For the most part, the game will feel awfully easy because if you're doing well, you'll take out your enemies before they can return fire. However, Tactical Strike isn't above scripted tricks such as having you be ambushed by 10 guys spawning out of nowhere no matter what you do. There will be a few save-and-reload slogs at these points. There are also some cheap sequences where you have to defend someone hacking a computer or turning a switch while bad guys attack wildly. Many of the challenges outside the storyline involve dropping you into the middle of a heated firefight and forcing you to figure out the best solution to a tactical FUBAR. Think of them as chess puzzles, but with guns.

Between missions, there's plenty to do in terms of configuring your team's loadout, doling out experience points among different skills, and even unlocking weapons. Unfortunately, a lot of the detail in these parts of the game feels beside the point. It's hard to see how the various guns make any difference, much less the amount of skill points a character has for marksmanship or a given type of weapon. There's very little feedback about how much damage you're doing, or how accurate your soldiers are, or how stealthy they're being. In fact, it's entirely possible the skills in the game do absolutely nothing and are simply there for a kind of placebo effect.

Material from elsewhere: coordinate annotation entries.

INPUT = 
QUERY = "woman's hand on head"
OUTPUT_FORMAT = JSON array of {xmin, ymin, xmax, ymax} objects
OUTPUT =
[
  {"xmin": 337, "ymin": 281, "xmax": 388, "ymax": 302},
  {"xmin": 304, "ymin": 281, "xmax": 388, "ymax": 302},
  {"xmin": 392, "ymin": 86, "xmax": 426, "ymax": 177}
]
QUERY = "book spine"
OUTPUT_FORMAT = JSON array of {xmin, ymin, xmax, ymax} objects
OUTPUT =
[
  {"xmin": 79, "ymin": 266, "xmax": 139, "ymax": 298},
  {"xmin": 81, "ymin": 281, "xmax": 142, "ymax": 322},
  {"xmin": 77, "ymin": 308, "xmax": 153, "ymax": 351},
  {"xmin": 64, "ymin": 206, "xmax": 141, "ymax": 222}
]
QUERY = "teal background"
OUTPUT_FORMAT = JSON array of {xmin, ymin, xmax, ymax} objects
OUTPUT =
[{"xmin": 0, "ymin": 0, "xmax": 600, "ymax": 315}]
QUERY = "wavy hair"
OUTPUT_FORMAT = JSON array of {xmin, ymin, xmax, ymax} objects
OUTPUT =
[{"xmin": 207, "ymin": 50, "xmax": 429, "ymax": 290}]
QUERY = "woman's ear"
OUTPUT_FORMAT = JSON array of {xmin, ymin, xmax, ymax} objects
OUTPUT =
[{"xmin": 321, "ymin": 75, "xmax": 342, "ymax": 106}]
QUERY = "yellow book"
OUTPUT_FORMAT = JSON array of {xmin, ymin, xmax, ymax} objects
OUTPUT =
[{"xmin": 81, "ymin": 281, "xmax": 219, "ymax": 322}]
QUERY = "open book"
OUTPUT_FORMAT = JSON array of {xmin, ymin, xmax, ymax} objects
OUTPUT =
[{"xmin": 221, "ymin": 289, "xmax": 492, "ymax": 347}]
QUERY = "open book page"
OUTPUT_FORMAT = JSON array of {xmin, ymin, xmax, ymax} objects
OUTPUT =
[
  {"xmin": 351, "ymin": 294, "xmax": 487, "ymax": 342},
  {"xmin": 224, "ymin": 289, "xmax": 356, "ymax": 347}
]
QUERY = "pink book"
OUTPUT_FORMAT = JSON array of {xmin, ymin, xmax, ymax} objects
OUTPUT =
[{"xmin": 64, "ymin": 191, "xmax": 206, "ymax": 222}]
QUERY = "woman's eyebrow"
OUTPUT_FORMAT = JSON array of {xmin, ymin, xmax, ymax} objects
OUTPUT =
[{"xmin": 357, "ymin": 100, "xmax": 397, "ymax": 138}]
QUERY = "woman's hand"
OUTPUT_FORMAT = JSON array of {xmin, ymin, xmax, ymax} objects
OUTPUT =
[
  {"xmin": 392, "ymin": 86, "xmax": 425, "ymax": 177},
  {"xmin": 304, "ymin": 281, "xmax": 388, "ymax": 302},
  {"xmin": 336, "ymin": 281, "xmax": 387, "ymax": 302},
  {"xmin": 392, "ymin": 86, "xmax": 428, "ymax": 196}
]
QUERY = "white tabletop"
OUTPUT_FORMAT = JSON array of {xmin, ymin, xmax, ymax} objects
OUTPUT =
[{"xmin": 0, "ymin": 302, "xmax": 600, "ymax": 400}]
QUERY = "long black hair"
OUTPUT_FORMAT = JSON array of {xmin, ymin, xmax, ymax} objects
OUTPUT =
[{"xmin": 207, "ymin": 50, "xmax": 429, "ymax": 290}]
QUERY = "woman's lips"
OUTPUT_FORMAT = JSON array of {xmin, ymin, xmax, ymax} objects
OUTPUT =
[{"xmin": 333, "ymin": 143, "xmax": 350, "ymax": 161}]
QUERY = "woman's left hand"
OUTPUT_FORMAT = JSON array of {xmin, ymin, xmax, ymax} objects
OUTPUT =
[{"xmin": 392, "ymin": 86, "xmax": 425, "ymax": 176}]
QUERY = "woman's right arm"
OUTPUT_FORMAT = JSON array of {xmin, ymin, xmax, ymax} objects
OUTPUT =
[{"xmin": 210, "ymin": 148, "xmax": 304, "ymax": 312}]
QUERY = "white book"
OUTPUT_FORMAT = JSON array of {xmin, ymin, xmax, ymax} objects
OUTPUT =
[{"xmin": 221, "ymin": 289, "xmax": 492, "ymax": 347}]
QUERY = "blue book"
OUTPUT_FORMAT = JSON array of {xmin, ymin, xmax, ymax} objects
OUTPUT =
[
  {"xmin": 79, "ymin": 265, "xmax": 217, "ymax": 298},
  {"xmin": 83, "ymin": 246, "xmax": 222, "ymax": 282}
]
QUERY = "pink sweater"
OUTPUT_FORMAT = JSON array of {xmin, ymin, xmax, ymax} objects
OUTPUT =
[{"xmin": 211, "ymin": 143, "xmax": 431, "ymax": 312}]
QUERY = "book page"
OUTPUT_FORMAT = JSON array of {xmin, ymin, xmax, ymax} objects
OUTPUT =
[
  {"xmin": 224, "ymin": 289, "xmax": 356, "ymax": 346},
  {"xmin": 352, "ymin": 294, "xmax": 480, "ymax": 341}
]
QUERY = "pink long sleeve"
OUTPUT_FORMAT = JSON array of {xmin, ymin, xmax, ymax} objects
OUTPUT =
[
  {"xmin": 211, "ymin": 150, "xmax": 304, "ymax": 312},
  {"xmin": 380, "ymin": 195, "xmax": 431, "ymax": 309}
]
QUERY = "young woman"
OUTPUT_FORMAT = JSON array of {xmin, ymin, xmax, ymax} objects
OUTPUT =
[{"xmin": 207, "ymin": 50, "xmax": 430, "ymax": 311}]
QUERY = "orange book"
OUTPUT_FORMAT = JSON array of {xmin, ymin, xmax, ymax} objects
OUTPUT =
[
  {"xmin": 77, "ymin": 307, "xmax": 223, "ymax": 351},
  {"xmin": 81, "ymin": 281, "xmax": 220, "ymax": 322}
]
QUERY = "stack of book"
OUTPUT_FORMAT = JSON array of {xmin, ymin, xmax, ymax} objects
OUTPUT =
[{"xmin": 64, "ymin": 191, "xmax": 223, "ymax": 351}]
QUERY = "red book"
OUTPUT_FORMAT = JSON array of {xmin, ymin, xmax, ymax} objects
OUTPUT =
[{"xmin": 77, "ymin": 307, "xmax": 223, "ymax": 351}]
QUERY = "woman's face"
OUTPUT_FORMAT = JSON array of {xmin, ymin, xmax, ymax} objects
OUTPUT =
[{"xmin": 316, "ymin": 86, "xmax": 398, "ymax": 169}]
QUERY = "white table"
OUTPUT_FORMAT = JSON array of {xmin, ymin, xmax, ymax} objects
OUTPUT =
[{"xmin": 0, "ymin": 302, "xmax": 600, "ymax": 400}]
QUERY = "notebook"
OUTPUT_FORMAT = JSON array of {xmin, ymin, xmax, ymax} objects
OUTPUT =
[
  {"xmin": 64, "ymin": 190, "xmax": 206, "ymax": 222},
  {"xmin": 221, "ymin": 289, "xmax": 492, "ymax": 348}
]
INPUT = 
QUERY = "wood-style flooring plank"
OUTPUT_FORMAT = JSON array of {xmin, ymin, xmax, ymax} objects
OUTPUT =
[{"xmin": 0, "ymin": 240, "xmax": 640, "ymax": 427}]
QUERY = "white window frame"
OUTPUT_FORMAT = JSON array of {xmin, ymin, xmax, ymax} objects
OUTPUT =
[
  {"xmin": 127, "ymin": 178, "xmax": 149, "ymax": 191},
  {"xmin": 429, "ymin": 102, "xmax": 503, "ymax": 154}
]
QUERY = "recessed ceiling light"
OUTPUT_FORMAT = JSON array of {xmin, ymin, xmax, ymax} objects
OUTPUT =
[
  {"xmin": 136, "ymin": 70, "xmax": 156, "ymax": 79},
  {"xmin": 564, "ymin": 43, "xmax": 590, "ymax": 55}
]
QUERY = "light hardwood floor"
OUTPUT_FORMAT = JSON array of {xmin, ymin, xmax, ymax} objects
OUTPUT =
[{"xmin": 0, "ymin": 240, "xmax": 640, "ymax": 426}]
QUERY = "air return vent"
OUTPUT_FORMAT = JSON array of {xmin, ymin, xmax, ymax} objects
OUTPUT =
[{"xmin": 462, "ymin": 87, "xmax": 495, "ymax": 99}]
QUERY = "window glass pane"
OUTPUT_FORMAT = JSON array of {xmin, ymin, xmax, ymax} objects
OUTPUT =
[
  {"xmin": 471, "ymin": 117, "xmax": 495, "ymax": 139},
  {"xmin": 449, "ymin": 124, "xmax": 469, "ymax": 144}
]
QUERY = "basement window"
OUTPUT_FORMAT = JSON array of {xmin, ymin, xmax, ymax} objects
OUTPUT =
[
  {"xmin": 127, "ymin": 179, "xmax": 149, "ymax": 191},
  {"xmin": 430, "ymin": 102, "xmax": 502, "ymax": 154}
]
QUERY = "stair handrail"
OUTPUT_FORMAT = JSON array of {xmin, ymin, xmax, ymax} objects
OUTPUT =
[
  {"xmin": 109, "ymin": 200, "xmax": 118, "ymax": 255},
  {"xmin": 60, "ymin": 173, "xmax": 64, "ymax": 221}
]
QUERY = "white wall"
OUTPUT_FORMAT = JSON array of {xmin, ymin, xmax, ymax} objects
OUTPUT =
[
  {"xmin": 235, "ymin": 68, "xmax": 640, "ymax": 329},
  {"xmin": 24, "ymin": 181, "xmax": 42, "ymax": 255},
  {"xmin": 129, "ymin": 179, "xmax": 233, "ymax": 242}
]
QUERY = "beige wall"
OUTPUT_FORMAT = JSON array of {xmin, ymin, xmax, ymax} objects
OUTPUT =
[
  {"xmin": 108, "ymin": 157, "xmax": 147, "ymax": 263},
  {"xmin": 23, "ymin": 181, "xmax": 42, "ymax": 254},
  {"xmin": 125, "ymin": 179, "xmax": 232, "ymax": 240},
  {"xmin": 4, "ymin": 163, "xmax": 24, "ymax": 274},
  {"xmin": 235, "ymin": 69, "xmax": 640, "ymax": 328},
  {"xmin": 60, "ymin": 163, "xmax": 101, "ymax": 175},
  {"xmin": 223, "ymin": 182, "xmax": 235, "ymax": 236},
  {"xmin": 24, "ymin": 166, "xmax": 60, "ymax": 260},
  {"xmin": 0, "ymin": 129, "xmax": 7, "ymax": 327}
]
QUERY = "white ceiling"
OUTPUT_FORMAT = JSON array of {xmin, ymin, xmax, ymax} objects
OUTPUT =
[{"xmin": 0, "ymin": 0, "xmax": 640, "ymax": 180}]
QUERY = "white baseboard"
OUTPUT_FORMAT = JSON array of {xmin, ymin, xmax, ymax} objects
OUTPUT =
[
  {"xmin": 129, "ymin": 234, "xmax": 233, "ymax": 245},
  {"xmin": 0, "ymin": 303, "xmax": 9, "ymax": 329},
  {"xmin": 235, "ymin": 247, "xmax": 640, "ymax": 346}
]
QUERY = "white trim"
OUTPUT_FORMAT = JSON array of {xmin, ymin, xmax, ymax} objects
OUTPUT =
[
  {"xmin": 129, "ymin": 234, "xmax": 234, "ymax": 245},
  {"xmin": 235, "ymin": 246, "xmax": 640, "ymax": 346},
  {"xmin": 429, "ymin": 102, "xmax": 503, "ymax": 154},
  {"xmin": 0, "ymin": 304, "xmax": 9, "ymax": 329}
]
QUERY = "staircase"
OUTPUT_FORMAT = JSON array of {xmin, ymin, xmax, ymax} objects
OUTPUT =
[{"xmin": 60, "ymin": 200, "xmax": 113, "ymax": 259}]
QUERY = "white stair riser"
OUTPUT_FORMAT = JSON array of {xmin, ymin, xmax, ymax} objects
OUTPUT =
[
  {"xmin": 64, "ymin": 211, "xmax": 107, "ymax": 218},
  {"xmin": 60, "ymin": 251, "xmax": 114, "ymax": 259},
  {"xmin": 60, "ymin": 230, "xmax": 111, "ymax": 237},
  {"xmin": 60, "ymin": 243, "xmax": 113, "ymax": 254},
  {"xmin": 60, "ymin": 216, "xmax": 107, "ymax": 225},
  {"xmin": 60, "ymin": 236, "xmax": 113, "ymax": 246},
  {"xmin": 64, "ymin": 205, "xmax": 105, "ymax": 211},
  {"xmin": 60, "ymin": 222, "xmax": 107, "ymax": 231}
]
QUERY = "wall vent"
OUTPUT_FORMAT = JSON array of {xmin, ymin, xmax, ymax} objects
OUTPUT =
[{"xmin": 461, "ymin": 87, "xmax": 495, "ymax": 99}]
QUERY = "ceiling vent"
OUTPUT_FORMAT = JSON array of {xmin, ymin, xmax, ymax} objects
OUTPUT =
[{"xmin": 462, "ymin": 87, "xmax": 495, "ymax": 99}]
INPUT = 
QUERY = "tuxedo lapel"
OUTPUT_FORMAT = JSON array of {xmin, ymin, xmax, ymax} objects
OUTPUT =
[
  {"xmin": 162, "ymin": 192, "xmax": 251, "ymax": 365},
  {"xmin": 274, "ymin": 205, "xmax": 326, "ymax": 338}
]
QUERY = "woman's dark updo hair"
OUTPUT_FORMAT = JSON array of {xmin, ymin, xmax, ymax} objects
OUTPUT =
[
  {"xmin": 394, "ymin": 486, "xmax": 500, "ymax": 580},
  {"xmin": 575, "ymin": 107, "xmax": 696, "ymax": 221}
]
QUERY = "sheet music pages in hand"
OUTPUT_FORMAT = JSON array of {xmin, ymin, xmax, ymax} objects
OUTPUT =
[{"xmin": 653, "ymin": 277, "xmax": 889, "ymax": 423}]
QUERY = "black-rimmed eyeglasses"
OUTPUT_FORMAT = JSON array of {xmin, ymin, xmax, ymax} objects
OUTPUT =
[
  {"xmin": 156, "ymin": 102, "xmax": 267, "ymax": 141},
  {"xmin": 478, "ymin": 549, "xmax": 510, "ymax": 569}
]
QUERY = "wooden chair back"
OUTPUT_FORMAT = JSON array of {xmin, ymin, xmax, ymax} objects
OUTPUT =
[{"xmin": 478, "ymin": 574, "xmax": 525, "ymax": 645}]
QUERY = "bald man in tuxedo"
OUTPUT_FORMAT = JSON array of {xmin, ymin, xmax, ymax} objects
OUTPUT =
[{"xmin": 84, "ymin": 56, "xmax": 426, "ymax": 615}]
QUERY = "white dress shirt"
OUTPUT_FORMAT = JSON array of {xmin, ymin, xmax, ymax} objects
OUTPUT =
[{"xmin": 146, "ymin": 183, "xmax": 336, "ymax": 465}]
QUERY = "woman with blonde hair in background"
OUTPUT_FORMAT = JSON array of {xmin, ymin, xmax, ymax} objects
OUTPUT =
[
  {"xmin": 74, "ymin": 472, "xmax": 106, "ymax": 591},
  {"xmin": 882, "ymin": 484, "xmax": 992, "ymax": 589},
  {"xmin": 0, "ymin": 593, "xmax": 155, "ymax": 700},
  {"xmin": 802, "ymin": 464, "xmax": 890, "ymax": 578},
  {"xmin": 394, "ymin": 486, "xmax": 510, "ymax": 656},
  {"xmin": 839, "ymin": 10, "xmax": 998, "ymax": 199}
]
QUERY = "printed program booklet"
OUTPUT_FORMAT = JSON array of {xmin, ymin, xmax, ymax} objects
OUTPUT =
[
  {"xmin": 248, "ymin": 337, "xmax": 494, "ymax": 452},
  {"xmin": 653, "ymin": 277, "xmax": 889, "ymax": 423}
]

There is a good variety in the locations as the storyline progresses. The graphics and animation do a great job, and the weapons even have a nice hearty sound. The multiplayer is particularly good because it plays exactly like the single-player. Each player controls a group of four guys. There are a variety of mission types, from VIP escorts to deathmatches to assault/defend scenarios. The online lobbies have a steady population of players, and it's easy to get into a game using the PSP's infrastructure mode. On one hand, it's got all the conventions of a typical shooter's multiplayer support. But on the other hand, it doesn't play like a shooter, relying more on strategy than reflexes. For multiplayer gaming, Tactical Strike is unique and gratifying.

Ultimately, though, whether you like it is going to be a matter of taste. For some people, this might feel like watching while the characters play the game. But if you can adjust to a shooter that doesn't play like a shooter, or if you don't mind a real-time tactical game in which the action is mostly out of your control, or if you can get into a stealth game with heavy firepower, then there's nothing quite like Tactical Strike. Score another unique success for Sony's PSP.

This review was based on a retail copy of the game provided by the publisher.